Yvon Langué | That Which Cannot be Seen | Curatorial and Research resident | November 2023
That Which Cannot be Seen is the physical manifestation of Yvon Langué’s in-progress research framework around “conceptualism” as a template for thinking, which took its initial shape while in residence last November. Centred on the emergence of conceptual art globally which privileges the ideas and urgencies of the art, Yvon brought together notes, annotations, as well as fictional, poetic and conversational fragments as an entry point to consider the notion of the “object” in artistic production, and in a way, examining the role of the curator as an archivist. That Which Cannot be Seen leveraged on the African and Southeast Asian contexts as two prisms responding to one another in search of resonance and echoes. As part of this research framework, conversations with artists and curators in Singapore manifested into reading lists, parts of a fictional script, and new tracks of research to be re-visited in the future.

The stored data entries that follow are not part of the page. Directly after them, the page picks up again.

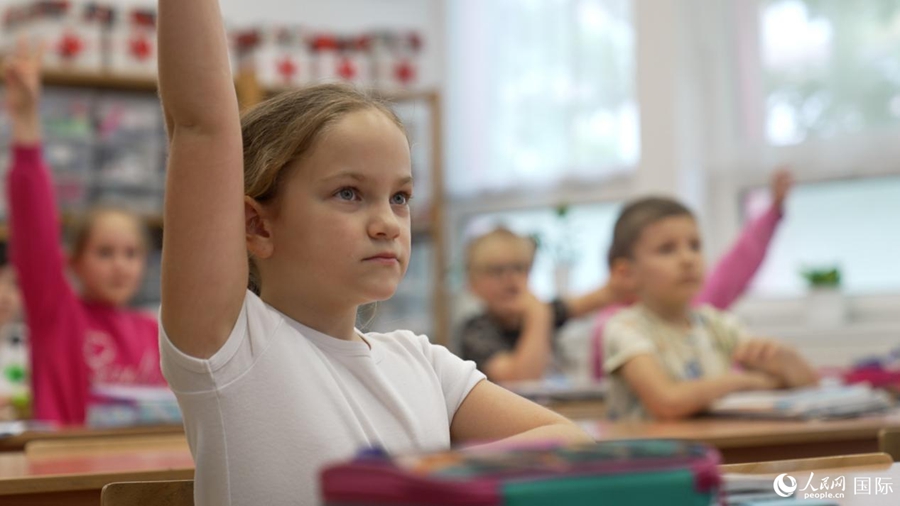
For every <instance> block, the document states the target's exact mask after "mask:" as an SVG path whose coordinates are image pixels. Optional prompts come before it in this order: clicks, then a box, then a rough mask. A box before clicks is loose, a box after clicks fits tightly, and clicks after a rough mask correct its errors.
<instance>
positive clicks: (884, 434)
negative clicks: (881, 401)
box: [878, 427, 900, 462]
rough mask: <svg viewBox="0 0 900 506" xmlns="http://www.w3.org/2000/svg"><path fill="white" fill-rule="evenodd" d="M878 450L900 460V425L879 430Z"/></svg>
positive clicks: (895, 461)
mask: <svg viewBox="0 0 900 506" xmlns="http://www.w3.org/2000/svg"><path fill="white" fill-rule="evenodd" d="M878 451H881V452H884V453H887V454H888V455H890V456H891V458H893V459H894V462H900V427H891V428H888V429H881V430H880V431H879V432H878Z"/></svg>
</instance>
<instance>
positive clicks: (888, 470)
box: [726, 463, 900, 506]
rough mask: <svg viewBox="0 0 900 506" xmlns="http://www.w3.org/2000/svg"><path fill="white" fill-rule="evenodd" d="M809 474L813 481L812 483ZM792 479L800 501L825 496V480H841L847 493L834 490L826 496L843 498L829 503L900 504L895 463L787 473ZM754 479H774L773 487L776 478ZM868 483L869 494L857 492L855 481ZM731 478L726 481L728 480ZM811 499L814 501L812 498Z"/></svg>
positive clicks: (856, 504)
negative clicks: (813, 500) (875, 465)
mask: <svg viewBox="0 0 900 506" xmlns="http://www.w3.org/2000/svg"><path fill="white" fill-rule="evenodd" d="M810 473H814V474H813V475H812V478H813V479H812V481H811V482H810V476H811V475H810ZM787 474H788V475H789V476H791V477H792V478H794V479H795V480H797V491H796V492H795V493H794V497H795V498H797V499H805V498H807V497H806V496H805V494H806V493H812V494H816V493H822V492H823V490H822V489H821V483H822V480H823V479H826V480H827V482H828V483H834V481H835V480H838V479H840V478H843V479H844V484H845V486H844V490H843V491H841V490H840V489H832V490H829V491H827V492H826V493H831V494H838V493H840V494H842V495H843V497H842V498H828V499H826V500H830V501H834V502H835V503H837V504H839V505H841V506H897V504H900V464H898V463H894V464H889V465H880V466H861V467H850V468H826V469H809V470H803V471H797V472H788V473H787ZM753 476H754V477H767V478H768V477H771V478H772V480H773V483H774V480H775V477H776V475H775V474H766V473H763V474H753ZM857 478H859V479H860V480H863V481H866V482H868V483H869V484H870V485H871V487H870V490H869V493H861V492H857V490H856V487H857V484H856V479H857ZM727 479H728V478H727V477H726V480H727ZM878 479H880V480H881V482H882V483H883V484H889V486H883V488H882V490H880V491H879V490H878V489H876V483H877V481H876V480H878ZM808 483H811V485H814V486H816V488H817V489H818V490H817V491H816V492H813V491H812V490H811V489H807V490H806V491H803V489H805V488H806V487H807V484H808ZM810 499H812V497H810ZM798 504H803V503H802V502H800V503H798Z"/></svg>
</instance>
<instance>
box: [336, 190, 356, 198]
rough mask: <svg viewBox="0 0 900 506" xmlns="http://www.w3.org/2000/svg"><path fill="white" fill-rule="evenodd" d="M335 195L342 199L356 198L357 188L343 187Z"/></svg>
mask: <svg viewBox="0 0 900 506" xmlns="http://www.w3.org/2000/svg"><path fill="white" fill-rule="evenodd" d="M335 196H337V197H338V198H339V199H341V200H354V199H356V190H354V189H353V188H341V189H340V190H338V192H337V193H336V194H335Z"/></svg>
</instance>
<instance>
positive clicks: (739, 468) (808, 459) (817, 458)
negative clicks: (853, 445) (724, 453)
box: [720, 453, 893, 474]
mask: <svg viewBox="0 0 900 506" xmlns="http://www.w3.org/2000/svg"><path fill="white" fill-rule="evenodd" d="M891 464H893V459H891V456H890V455H888V454H886V453H862V454H859V455H843V456H837V457H819V458H813V459H794V460H776V461H771V462H752V463H747V464H727V465H724V466H721V467H720V470H721V471H722V472H723V473H728V474H780V473H796V472H801V471H812V470H820V469H842V468H848V467H869V466H877V467H882V466H886V467H889V466H890V465H891Z"/></svg>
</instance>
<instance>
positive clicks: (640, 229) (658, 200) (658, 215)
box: [607, 197, 694, 267]
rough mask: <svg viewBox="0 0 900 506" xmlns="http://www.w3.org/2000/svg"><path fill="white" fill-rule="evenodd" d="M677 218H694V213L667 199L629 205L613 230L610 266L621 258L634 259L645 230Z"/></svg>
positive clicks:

Nilanjan Das | City As Play | Artist resident | October – December 2023
City As Play was developed from Nilanjan’s exploration into placemaking and its greater impact while in Singapore, to consider notions of gathering and play in public spaces with the
complexities of land ownership and demarcations. Through fieldwork, City as Play encompasses his observations on urban public spaces and its various facets – including public housing complexes, privately-owned public areas, and land reclamation projects – as way to assess the impacts of purpose-built spaces across Singapore on the mental psyche. One of Nilanjan’s key site was East Coast Park. Over the course of his residency, he invited participants to respond to the prompts: What does your favourite public space look like? What does this public space mean to you? In City As Play, we invite you to also respond and create your own public space!
Jumanah Abbas | Mapping Memories of Resistance |Curatorial and Research resident | October – November 2023
Jumanah Abbas’s research interests reside in mapping the sonic landscape and invisible infrastructures of the West Bank – giving light to the fractured cities of soundwaves, frequencies, and cloud data systems which sustain the necessities of a smart city. Through her work as a curator, Jumanah investigates the politics of the electromagnetic spectrum and its agency in the making of sonic spaces. During her residency, Jumanah Abbas expanded her research on the mediated history of smart cities; examining them through a curatorial lens. With Singapore's vantage as a smart city, Jumanah surveyed the electromagnetic spectrum as a spatial instrument to deploy critical, counter, and radical cartographic approaches towards visualising the invisible and vibrant apparatus of the urban environment.